Un po’ romanticamente abbiamo vissuto la digital disruption come una selezione delle migliori scene tratte da Minority Report o la saga Matrix, un mix di effetti speciali e ambiziosi intenti che si, un po’ a parole, stava sconvolgendo le nostre vite lavorative ma, alla fine, nella nostra esperienza le riunioni commerciali si svolgevano come vent’anni fa, i clienti entravano in negozio come cento anni fa, la produzione per molte aziende rispettava i canoni della rivoluzione industriale un po’ rivisitata, se non altro per gli aspetti di tutela dei diritti dei lavoratori.

Durante il primo lockdown subito tutto ci è apparso più difficile, perché una misura fisica, la “distanza”, si interponeva in tutte le nostre abituali attività. Di colpo il “digitale” ci è apparso come l’ancora di salvezza per poter continuare le nostre azioni. Quello che era interessante diventava necessario, mettendo a nudo però il ritardo nell’implementazione delle funzionalità digitali nelle nostre aziende e nelle nostre vite lavorative.

Mi riferisco in particolare alla vetustà delle infrastrutture IT, alla mancanza di cultura digitale, alla scarsa volontà di investimento, in particolare investimento in formazione.

Il cambiamento dei modelli di business è determinato soprattutto dall’innovazione tecnologica in abbinamento ai mutamenti sociali; ecco, sull’innovazione tecnologica c’è poco da dire, essendo quasi una costante cosmica, il mutamento sociale invece ci è piovuto in testa come una meteora, per mantenere la metafora universale.

Alcune leve trainanti della digital disruption hanno subito un’accelerazione, di attenzione, di investimenti, considerazione; mi riferisco in particolare a

  • SMART products. Prodotti che – fondendo tecnologia digitale e fisicità – possano trasmettere dati a distanza, o essere operati a distanza nelle loro funzionalità.
  • Banale no? Dopo tutti i film che abbiamo visto.
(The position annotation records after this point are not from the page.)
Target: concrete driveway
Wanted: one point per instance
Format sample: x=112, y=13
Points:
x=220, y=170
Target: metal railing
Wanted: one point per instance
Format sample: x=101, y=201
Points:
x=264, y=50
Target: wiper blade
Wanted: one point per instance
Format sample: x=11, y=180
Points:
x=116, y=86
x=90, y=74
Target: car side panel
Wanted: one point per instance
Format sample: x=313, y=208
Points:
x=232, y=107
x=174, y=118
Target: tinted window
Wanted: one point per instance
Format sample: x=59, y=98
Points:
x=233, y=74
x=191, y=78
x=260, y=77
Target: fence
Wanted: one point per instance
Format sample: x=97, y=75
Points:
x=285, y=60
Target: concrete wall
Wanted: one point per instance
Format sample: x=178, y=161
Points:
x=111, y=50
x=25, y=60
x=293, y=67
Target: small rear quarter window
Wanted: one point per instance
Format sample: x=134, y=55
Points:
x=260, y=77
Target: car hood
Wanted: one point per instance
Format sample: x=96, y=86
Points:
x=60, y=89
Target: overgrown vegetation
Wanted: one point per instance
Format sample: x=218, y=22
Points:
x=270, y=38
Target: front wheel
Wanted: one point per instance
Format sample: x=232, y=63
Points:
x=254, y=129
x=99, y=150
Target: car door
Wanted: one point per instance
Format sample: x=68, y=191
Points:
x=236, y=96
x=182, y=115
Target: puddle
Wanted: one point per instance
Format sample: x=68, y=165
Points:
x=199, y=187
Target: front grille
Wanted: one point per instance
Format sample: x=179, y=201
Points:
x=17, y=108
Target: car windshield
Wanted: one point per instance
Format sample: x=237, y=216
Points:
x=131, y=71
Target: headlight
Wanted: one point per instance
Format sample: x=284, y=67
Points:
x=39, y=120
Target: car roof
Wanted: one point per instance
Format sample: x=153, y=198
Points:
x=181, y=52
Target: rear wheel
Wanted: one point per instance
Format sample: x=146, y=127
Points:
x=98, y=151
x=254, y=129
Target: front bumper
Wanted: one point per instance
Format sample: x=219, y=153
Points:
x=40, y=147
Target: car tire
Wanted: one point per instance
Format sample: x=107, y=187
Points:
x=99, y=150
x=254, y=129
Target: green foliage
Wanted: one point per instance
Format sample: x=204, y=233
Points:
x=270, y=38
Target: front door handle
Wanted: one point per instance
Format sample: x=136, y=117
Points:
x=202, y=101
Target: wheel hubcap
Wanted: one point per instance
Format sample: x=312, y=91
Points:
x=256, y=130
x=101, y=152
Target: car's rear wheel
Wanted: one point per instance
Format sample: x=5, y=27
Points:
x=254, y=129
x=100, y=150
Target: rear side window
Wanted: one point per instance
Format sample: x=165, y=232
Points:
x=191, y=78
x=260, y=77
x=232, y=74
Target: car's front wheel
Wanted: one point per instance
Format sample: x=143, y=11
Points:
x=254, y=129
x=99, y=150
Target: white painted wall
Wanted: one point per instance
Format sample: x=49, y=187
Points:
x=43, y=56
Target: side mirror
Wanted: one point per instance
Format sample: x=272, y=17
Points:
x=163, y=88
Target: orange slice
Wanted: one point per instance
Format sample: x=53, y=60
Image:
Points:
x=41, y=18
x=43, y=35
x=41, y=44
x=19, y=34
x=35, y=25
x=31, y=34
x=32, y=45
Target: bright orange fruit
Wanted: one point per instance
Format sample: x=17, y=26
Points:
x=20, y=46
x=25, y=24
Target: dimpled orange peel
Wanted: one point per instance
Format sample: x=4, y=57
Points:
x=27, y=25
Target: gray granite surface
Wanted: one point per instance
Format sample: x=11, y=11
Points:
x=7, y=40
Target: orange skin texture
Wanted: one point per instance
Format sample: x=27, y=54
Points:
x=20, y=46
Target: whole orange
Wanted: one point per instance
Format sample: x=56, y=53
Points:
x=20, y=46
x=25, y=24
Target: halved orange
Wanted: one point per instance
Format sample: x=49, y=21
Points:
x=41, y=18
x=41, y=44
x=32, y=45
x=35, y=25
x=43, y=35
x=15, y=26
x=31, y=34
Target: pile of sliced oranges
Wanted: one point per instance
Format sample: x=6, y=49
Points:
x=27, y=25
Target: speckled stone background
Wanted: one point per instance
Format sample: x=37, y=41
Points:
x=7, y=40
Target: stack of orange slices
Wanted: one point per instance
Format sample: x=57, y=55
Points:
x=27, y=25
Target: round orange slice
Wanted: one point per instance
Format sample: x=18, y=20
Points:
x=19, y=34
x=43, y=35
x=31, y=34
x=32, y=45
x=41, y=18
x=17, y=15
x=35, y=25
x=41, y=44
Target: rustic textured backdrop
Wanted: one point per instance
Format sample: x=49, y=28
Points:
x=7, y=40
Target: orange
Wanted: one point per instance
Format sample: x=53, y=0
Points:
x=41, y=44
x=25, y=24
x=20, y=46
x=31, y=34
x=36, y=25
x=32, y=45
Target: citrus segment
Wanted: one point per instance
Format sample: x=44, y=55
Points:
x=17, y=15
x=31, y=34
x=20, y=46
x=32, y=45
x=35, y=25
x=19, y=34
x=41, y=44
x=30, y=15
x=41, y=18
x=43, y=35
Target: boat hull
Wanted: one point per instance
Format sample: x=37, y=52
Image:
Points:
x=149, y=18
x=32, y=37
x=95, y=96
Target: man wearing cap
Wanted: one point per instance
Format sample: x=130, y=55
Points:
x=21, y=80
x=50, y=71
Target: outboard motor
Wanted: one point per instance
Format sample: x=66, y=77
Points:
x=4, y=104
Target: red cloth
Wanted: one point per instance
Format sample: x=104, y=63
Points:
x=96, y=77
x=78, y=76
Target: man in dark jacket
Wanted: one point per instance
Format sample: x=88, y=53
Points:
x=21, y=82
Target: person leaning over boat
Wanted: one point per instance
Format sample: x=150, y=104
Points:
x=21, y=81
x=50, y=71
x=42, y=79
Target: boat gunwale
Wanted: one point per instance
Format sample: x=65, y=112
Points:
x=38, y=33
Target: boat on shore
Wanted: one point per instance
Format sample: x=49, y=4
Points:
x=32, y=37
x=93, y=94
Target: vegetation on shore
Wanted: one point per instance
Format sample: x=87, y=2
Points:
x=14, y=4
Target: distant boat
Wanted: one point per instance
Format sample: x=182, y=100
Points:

La robotizzazione di grandi quantità di azioni diventa centrale nell’idea di sviluppo.
  • Affinché le macchine o le interfacce digitali imparino, ecco l‘intelligenza artificiale. Non certo una novità, ma è in forte crescita l’attenzione sull’AI.
  • Interoperabilità dei sistemi, e dunque interfacce o- in altre parole – API.

Un aspetto, nella mia esperienza professionale, è di particolare importanza: il fatto che il distacco, ad esempio tra cliente e venditore, renda necessaria la ricreazione di ambienti attraverso i quali poter trasmettere a distanza le peculiarità del prodotto e le possibilità combinatorie delle sue varianti. Le esperienze immersive (grazie alla realtà aumentata o virtuale) consentono di riprodurre situazioni confortevoli sia per chi deve valutare un prodotto per acquistarlo, sia per il venditore per spiegarne gli attributi, le funzionalità, la gamma. E dunque guidare una motocicletta in una pista immaginaria, immergere la nuova cucina (virtuale) nella propria cucina di casa (vera), visitare palmo a palmo un villaggio turistico a 1000 chilometri di distanza, e così via.

Non è un caso che proprio in questi tempi si cominci a parlare di 6G e della possibilità di dialogare nel salotto del nostro flat di Miami con l’ologramma di nostro nonno che è rimasto nel paesino di montagna nell’appennino abruzzese, grazie ad esempio alle ricerche della facoltà di ingegneria di Padova.

La differenza la fanno i DATI:

  • con i dati è possibile personalizzare le esperienze di acquisto, anche a distanza
  • con i dati i prodotti diventano intelligenti e connessi
  • con i dati i prodotti diventano piattaforme organizzate

Questo passaggio implica la digitalizzazione delle aziende e l’adozione di modelli di business basati sul digitale. Questa trasformazione avvicina – inoltre – il B2B al B2C, anzi, lo frantuma verso un unico linguaggio B(2B)2C, dove l’immersione nel DATO coinvolge venditore e consumatore finale in un’unica, nuova, colossale nuvola: the stream of data.